No episódio do congelamento das aposentadorias, Guedes voltou a ser pressionado. Na terça-feira, as mesas de operação no mercado financeiro ficaram à espera de uma notícia sobre um possível pedido de demissão do ministro, que preferiu contemporizar e culpar a imprensa pela polêmica com a medida. Mesmo assim, ficou claro que o assunto gerou um desconforto tamanho no Planalto que Guedes precisaria agir para apagar o incêndio criado.

A verdade é que até as hienas do Palácio da Alvorada já sabiam que, nessa confusão toda, se alguém tivesse que cair para segurar encerrar a polêmica com o Renda Brasil, esse alguém seria Waldery. Por dois motivos: o primeiro é que assessores são anteparo de faíscas. São como fusíveis em um quadro de luz. Quando há aumento da tensão, são eles que queimam para proteger o bem maior, nesse caso o ministro ou, em última análise, o próprio presidente.

O segundo motivo é que, embora seja bastante próximo a Guedes, a verdade é que Waldery nunca foi uma unanimidade na equipe econômica. Remanescente de outras gestões, o secretário era visto como um técnico esforçado, mas apenas isso.

Assim que teve início esse governo, o blog Deco Bancillon teve uma conversa com um alto integrante da equipe econômica. Ele manifestou preocupação com o fato de Waldery ter pouca experiência nesse tipo de cargo e de ter sido subordinado, em administrações anteriores, a muitos dos secretários que ele passaria a chefiar na gestão Bolsonaro. “É difícil acreditar que pessoas que até ontem davam ordens a ele vão agora entender bem essa mudança de comando”, disse a fonte.

Não deu outra.
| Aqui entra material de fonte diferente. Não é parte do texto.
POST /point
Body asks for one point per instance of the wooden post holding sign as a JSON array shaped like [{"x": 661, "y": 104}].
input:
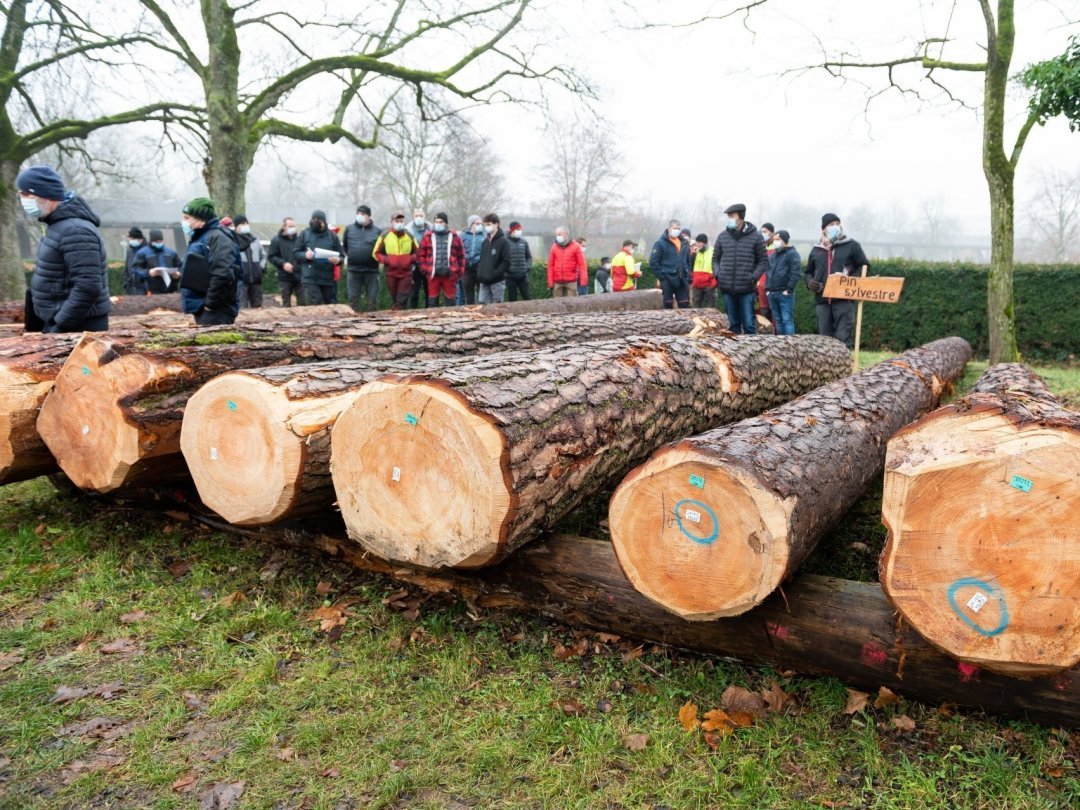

Em pouco menos de dois anos no cargo, Waldery colecionou diversas polêmicas. A mais recente foi quando afirmou, também em entrevista, que Mansueto Almeida deixaria o cargo. A frase foi dita no final de 2019. Mansueto, por sua vez, só deixou o cargo seis meses depois.

Mais recentemente, o secretário de Política Econômica, Adolfo Sachsida, que é subordinado a Waldery, condenou publicamente o chefe em entrevista. Ao ser questionado sobre a polêmica em torno da criação do programa Renda Brasil, Sachsida avaliou que propostas como essa não deveriam ser tratadas publicamente.

“O que me parece que o presidente Bolsonaro coloca corretamente é que as discussões não podem ser públicas. Você não pode ficar lançando ideias publicamente. Acho que foi isso que ele deixou claro”, disse Sachsida, cuja secretaria é subordinada a Waldery Rodrigues.

Alvo da fritura pública, Waldery permaneceu calado.

Ele já foi comunicado de que Guedes espera seu pedido de demissão para encerrar o assunto.

O que se comenta, no entanto, é que o sacrifício do auxiliar não deve abrandar a fervura de Guedes.

Como na travessia em terrenos perigosos, é preciso guiar a boiada por terras seguras.

Uma hora não haverá mais bois fracos ou feridos para lançar à própria sorte.

** Este texto não reflete, necessariamente, a opinião do Portal UAI.